Interpol probes Thai 'baby factory'

A 24-year-old Japanese businessman who has 16 surrogate babies and an alleged desire to father hundreds more is under investigation.

Interpol probes Thai 'baby factory'

A 24-year-old Japanese businessman who has 16 surrogate babies and an alleged desire to father hundreds more is under investigation.

Interpol has launched a multinational investigation into what Thailand has dubbed the “Baby Factory” case.

Police raided a Bangkok flat earlier this month and found nine babies and nine nannies living in a few unfurnished rooms filled with baby bottles, bouncy chairs, play pens and nappies.

They have since identified Mitsutoki Shigeta as the father of those babies - and seven others.

“What I can tell you so far is that I’ve never seen a case like this,” Thailand’s Interpol director, police Major General Apichart Suribunya, said.

“We are trying to understand what kind of person makes this many babies.”

He said regional Interpol offices in Japan, Cambodia, Hong Kong and India have been asked to probe Mr Shigeta’s background.

Police say he appears to have registered businesses or apartments in those countries and has frequently travelled there.

“We are looking into two motives. One is human trafficking and the other is exploitation of children,” said police Lieutenant General Kokiat Wongvorachart, Thailand’s lead investigator in the case.

He said Mr Shigeta made 41 trips to Thailand since 2010. On many occasions he travelled to nearby Cambodia, where he brought four of his babies.

Mr Shigeta has not been charged with any crime. He is trying to get his children back – the 12 in Thailand are being cared for by social services – and he has proven through DNA samples sent from Japan that he is their biological father.

He quickly left Thailand after the August 5 raid on the flat and has said through a lawyer that he simply wanted a large family and has the means to support it.

Mr Kokiat said Mr Shigeta hired 11 Thai surrogate mothers to carry his children, including four sets of twins. Police have not determined the biological mothers.

The founder of a multinational fertility clinic that provided Mr Shigeta with two surrogate mothers said she warned Interpol about him even before the first baby was born in June last year.

“As soon as they got pregnant, he requested more. He said he wanted 10 to 15 babies a year, and that he wanted to continue the baby-making process until he’s dead,” said Mariam Kukunashvili, founder of the New Life clinic, which is based in Thailand and six other countries.

He also inquired about equipment to freeze his sperm to have sufficient supply when he’s older, she said.

As for Mr Shigeta’s motives, she said he told the clinic’s manager that “he wanted to win elections and could use his big family for voting,” and that “the best thing I can do for the world is to leave many children”.

She is based at the company’s headquarters in Georgia, and said she never met Mr Shigeta but received reports from her Thai staff.

She said in April last year she sent faxes in English and French to Interpol’s head office in Lyon, France, and an email through the agency’s website, but they went unanswered.

Mr Apichart said the local office never saw the warnings.

She also sent Mr Shigeta an email to express suspicion, and lawyer Ratpratan Tulatorn responded on his behalf in an August 31 2013 email.

The lawyer said Mr Shigeta was involved in “no dishonesty, no illegal activities”. He said his client hoped to keep using New Life, but the company then stopped working with him.

Mr Shigeta’s activities drew no attention until early this month, when an Australian couple was accused of abandoning a baby with his Thai surrogate mother – but taking his twin sister – after learning the boy had Down’s Syndrome.

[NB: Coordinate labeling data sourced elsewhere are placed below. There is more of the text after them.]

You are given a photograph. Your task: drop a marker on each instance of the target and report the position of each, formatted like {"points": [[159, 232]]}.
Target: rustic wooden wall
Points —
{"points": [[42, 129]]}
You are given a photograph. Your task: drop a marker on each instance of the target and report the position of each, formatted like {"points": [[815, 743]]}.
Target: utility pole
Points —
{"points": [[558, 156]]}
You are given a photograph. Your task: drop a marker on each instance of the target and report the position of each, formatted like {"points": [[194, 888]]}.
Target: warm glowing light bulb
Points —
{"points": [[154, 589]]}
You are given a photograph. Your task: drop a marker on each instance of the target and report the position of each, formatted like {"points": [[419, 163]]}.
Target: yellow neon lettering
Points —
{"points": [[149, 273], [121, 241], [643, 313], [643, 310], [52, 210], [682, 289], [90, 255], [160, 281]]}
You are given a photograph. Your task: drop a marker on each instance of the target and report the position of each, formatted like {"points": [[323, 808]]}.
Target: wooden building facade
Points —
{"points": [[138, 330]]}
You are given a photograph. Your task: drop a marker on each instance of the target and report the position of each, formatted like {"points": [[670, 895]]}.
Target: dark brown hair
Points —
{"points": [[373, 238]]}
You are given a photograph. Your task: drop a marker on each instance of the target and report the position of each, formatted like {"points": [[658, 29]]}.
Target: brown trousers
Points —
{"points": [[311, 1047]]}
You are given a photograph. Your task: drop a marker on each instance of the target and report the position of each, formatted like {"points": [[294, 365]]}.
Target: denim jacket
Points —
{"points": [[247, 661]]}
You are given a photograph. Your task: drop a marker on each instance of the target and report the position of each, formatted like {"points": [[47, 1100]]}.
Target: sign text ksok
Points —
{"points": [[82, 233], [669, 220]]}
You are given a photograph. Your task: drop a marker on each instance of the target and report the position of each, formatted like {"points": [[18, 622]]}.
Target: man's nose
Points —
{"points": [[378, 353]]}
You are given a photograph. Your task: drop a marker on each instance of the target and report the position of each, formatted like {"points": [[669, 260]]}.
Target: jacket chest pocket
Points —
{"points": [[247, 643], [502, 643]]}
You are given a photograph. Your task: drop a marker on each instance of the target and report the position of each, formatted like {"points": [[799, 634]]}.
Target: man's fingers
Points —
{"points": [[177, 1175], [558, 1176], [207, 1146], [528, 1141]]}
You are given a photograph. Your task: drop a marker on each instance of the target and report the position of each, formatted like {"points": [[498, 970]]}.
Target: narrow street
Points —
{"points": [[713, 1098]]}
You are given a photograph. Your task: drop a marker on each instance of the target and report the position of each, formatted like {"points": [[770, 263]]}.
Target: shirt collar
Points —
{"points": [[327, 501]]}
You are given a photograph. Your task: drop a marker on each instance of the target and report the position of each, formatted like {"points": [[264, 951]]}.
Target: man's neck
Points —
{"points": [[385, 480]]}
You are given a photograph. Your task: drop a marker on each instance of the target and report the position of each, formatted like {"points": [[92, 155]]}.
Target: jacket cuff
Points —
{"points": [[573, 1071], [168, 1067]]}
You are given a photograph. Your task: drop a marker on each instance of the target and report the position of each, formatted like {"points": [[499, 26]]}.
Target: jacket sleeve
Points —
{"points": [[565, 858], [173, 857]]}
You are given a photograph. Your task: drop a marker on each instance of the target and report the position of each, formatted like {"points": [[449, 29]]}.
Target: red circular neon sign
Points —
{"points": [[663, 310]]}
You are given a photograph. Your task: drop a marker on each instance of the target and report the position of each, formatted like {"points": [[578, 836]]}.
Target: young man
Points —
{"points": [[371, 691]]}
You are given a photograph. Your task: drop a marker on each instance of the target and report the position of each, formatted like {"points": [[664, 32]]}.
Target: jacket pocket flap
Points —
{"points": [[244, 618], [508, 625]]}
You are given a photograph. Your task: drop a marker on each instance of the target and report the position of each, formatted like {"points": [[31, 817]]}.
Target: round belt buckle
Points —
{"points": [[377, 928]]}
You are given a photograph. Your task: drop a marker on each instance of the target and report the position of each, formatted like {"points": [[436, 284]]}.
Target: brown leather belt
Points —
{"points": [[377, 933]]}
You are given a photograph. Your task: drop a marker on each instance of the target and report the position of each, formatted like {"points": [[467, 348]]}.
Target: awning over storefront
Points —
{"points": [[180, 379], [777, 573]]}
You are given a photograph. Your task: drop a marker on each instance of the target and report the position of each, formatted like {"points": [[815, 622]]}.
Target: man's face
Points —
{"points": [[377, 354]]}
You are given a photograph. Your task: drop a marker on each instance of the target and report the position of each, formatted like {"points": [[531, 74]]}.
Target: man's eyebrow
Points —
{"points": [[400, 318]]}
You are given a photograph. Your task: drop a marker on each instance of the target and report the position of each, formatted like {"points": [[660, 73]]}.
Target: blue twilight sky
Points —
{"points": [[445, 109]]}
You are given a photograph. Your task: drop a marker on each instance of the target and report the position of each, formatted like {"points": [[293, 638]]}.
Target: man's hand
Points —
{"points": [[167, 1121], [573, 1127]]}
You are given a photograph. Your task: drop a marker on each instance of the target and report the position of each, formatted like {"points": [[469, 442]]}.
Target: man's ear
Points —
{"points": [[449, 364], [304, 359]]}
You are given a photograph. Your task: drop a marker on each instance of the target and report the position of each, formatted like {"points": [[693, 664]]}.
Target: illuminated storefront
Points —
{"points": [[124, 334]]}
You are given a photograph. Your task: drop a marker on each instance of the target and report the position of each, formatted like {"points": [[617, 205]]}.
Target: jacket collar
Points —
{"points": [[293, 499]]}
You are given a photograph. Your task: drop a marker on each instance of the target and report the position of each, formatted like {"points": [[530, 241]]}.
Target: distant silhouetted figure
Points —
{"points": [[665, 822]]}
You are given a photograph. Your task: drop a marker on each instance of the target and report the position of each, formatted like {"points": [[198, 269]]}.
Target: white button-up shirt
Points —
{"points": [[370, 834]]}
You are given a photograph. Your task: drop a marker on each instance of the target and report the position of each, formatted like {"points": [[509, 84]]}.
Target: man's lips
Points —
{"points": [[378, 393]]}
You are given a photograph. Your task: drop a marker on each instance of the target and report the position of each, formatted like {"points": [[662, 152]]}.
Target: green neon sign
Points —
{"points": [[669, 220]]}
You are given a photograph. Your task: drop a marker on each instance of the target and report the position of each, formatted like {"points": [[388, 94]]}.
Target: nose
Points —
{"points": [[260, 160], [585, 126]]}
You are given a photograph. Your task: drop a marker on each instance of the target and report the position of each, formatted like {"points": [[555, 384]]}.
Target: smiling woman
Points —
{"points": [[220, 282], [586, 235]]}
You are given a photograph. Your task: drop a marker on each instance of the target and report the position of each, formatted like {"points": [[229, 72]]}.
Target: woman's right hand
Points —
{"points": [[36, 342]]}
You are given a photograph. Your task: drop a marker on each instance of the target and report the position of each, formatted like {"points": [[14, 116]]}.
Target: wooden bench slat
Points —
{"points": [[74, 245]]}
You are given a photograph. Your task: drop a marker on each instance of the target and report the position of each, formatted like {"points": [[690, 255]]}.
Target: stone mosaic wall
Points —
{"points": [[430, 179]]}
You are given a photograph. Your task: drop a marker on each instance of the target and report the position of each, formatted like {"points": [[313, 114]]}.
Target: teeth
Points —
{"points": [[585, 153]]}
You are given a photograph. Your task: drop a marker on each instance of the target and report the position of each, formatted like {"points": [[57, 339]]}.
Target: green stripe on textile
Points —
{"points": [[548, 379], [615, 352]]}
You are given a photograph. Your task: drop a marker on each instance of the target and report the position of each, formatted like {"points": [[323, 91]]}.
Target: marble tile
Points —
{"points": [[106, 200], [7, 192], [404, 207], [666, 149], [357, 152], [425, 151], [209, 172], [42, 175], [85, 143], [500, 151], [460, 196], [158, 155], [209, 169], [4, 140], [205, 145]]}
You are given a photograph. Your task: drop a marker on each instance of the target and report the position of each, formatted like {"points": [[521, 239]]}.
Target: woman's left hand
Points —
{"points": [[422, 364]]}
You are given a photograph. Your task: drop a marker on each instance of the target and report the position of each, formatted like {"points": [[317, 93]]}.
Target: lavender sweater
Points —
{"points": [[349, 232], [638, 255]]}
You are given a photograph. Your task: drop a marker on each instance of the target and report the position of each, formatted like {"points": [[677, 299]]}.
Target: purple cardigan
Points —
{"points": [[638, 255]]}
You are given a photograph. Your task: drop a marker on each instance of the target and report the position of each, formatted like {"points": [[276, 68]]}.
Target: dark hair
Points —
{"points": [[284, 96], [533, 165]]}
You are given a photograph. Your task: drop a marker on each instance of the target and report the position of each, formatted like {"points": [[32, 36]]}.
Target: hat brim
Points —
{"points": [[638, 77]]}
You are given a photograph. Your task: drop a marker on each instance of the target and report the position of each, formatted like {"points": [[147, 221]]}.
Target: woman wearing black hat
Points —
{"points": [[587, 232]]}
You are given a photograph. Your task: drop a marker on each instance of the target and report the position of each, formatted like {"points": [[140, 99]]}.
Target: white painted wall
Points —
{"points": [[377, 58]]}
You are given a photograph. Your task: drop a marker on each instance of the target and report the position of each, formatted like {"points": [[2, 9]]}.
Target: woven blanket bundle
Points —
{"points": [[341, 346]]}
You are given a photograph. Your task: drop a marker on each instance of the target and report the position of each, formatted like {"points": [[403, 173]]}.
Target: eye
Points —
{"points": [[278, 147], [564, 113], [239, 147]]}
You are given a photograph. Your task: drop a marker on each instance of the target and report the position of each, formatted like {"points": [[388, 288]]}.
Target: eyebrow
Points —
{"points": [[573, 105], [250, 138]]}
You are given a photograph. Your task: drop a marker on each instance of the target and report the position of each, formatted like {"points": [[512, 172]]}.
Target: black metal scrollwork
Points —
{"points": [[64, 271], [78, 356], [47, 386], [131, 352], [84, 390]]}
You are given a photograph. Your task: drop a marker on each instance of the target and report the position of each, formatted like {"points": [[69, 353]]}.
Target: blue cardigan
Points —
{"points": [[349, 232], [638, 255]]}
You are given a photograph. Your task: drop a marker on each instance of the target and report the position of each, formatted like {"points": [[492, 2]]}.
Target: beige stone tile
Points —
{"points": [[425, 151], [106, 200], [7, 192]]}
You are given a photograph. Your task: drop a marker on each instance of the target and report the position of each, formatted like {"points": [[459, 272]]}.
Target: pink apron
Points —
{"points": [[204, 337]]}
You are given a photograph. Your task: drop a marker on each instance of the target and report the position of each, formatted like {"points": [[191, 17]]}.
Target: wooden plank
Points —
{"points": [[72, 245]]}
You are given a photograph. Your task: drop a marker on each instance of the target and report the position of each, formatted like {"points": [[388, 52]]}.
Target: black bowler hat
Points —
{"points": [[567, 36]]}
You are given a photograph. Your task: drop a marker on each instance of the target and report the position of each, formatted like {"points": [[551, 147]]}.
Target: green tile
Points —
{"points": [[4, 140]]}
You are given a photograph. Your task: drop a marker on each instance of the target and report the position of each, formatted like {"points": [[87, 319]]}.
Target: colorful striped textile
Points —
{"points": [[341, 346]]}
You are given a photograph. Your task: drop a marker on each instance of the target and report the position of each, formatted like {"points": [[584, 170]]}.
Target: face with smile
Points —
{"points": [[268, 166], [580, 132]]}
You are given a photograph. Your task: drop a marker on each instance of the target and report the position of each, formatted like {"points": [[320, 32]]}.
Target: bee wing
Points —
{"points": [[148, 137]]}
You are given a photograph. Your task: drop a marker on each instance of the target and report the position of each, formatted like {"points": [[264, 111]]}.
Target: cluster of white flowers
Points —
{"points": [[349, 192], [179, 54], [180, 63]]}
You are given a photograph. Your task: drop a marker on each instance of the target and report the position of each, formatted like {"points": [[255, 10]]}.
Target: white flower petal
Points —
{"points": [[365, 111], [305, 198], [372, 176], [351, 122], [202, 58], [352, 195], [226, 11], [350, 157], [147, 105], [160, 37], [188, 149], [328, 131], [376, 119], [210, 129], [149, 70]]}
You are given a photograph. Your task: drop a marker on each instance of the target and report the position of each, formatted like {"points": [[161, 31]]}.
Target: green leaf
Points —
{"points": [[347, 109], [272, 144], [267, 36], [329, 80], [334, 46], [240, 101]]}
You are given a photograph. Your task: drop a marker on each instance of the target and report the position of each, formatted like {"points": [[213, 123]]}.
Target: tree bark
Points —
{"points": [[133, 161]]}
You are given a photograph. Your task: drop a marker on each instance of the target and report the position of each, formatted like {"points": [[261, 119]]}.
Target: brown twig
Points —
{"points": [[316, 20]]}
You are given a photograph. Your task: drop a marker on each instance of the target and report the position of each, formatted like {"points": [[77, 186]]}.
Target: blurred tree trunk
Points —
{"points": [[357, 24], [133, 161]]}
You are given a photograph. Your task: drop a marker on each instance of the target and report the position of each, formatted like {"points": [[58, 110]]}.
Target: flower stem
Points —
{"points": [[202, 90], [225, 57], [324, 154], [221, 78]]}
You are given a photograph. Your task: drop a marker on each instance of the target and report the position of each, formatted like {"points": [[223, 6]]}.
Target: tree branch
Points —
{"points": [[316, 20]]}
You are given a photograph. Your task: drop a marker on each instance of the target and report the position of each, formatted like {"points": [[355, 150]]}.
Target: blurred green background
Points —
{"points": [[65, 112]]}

Though the couple disputes the allegation, the case prompted a crackdown by Thai authorities on what had been a largely unregulated industry.

After the Australian case emerged, police received a tip that prompted the raid on Mr Shigeta’s Bangkok flat.

Mr Ratpratan appeared during the raid to insist that Mr Shigeta had done nothing wrong.

“These are legal babies, they all have birth certificates,” he told Thailand’s Channel 3 television station.

“There are assets purchased under these babies’ names. There are savings accounts for these babies, and investments. If he were to sell these babies, why would he give them these benefits?”

He is no longer Mr Shigeta’s lawyer, and his replacement has not responded to requests for comment. Shigeta’s current whereabouts are unknown.